How is a superposition with two different weights for the states accounted for in the many worlds interpretation of quantum mechanics?

Question

In the many world interpretation of quantum mechanics, after a superposition of states has interacted with some outside agent the two states smoothly continue to exist in two different worlds (so no collapse occurs).
But what if the weights of, say, two superimposed states are varied? To give an example, if in one superposition the weights are both $\sqrt2$ and in another (the same states) the weights are $\sqrt \frac{2}{3}$ and $\sqrt \frac{1}{3}$. After a measurement on both is made both states will continue to evolve in two different worlds. Why should they care about the weights?

Answer 1

In the limit of infinitely many measurements on identically prepared systems, the amplitude of worlds in which the outcomes don't match the Born rule goes to zero. Worlds with an amplitude of exactly zero don't exist.

If you can only do finitely many trials, then that argument doesn't work: worlds corresponding to all sequences of outcomes exist, and the most you can say is that some have larger amplitudes than others, which is circular. Therefore I'd say that MWI can't explain the empirical fact that the Born rule works.

However, adding wavefunction collapse doesn't make this situation any better, because classical probability has the same problem. Any sequences of outcomes is possible in finitely many trials, and the most you can say is that some are more probable than others, which is circular.
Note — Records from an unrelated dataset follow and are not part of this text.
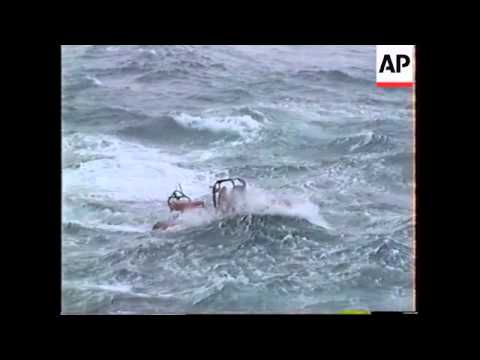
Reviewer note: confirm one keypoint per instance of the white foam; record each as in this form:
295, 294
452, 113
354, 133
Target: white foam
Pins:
263, 202
139, 177
243, 125
95, 80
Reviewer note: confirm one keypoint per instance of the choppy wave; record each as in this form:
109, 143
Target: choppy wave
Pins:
327, 221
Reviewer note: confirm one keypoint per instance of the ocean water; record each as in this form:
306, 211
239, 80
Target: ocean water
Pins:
301, 123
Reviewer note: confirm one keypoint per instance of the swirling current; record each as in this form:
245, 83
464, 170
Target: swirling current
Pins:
301, 123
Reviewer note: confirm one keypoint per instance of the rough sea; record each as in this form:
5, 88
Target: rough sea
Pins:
301, 123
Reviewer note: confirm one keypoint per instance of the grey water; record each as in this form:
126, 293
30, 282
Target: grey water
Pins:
303, 123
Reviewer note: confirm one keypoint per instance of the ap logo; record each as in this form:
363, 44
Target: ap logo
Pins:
395, 65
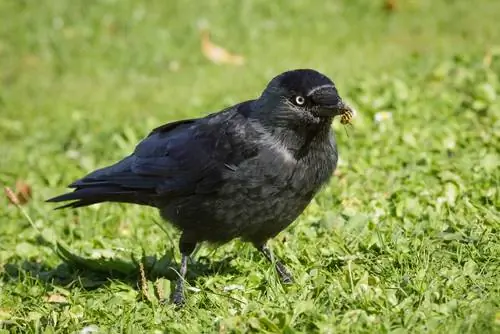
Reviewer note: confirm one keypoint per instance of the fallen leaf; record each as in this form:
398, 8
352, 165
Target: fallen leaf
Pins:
23, 191
11, 196
382, 116
217, 54
21, 195
56, 298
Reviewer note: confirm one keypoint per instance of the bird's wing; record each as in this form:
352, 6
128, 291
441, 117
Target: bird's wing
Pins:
178, 158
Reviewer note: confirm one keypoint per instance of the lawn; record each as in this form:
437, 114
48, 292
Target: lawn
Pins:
404, 239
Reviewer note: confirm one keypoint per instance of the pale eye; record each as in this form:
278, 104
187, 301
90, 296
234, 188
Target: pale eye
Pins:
299, 100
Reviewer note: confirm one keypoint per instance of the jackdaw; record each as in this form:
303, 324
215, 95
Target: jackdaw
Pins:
246, 172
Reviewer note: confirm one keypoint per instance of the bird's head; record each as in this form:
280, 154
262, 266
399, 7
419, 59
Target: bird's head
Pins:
299, 98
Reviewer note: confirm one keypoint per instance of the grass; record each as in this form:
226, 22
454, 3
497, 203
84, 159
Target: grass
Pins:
406, 237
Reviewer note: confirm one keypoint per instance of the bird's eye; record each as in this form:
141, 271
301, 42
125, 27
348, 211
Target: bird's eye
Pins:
299, 100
It's a general problem with any probabilistic, or amplitudinal, theory.

Answer 2

"Can this difference only become clear in the larger context of more measurements, which will make the difference visible? Or is the 30/70 inherently no different from the 50/50 state?"

Each branch is only that branch, one of the outcomes, so in a sense yes, within a branch looking back there is only 'happened' or 'didn't happen' with no amplitude.

But, we don't just get magnitude of probability from repeated measurements, we get it from squaring the wavefunction (the Born rule). This wavefunction contains the energy of the quantum system in a way that captures it's dynamics (potential energy + kinetic energy, the Hamiltonian). When a measurement is taken, the wavefunction of the quantum system joins that of the measuring system or observer's wavefunction, merging some of tye information required to recover it's history with the wider system.

Similar question here: Probabilistic prediction (quantum mechanics) - what is the meaning of such a prediction and how do you falsify it?

Answer 3

Differential weighting of "probabilities" for a QM event becomes meaningless for Everett's MW "interpretation" of QM. This is revealed by thinking through how Everett's MW deals with conservation laws, and the apparent "creation" of entire new universes as a result of trivial quantum events. Under Everett, the other universes were "already there", and just operating in sync -- "cohered" -- prior to the spit event. No new universes were created. The quantum split just causes two potential versions of the universe to decohere.

Thinking this through -- the universe initially had to have infinite cohered versions -- after all there is no limit to the number of splits possible so our universe had to have had infinite versions, and therefore infinite collective energy, momentum, etc.

However, there is ALSO, no limit to the future splits for any now detached universe. They can exist forever, with multitudes of quantum events causing further decoherences. EACH decohered universe therefore must have infinite versions within itself.

Since all options of a quantum event have infinite bandwidth, the 2/3:1/3 difference you ask about becomes a meaningless. The only way that MW can deal with probabilities is if one can say that the frequency of finding ourselves in the 1/3 world is only half that of fining ourselves in the 2/3 world, but this presumes an outside observer who can actually cross the boundaries between decohered universes and count up the frequency of the 1/3 vs 2/3 cases. Neglecting that Everett prohibits such an observer -- it also says that since, the number of both cases is infinite, the relative probability between them becomes meaningless.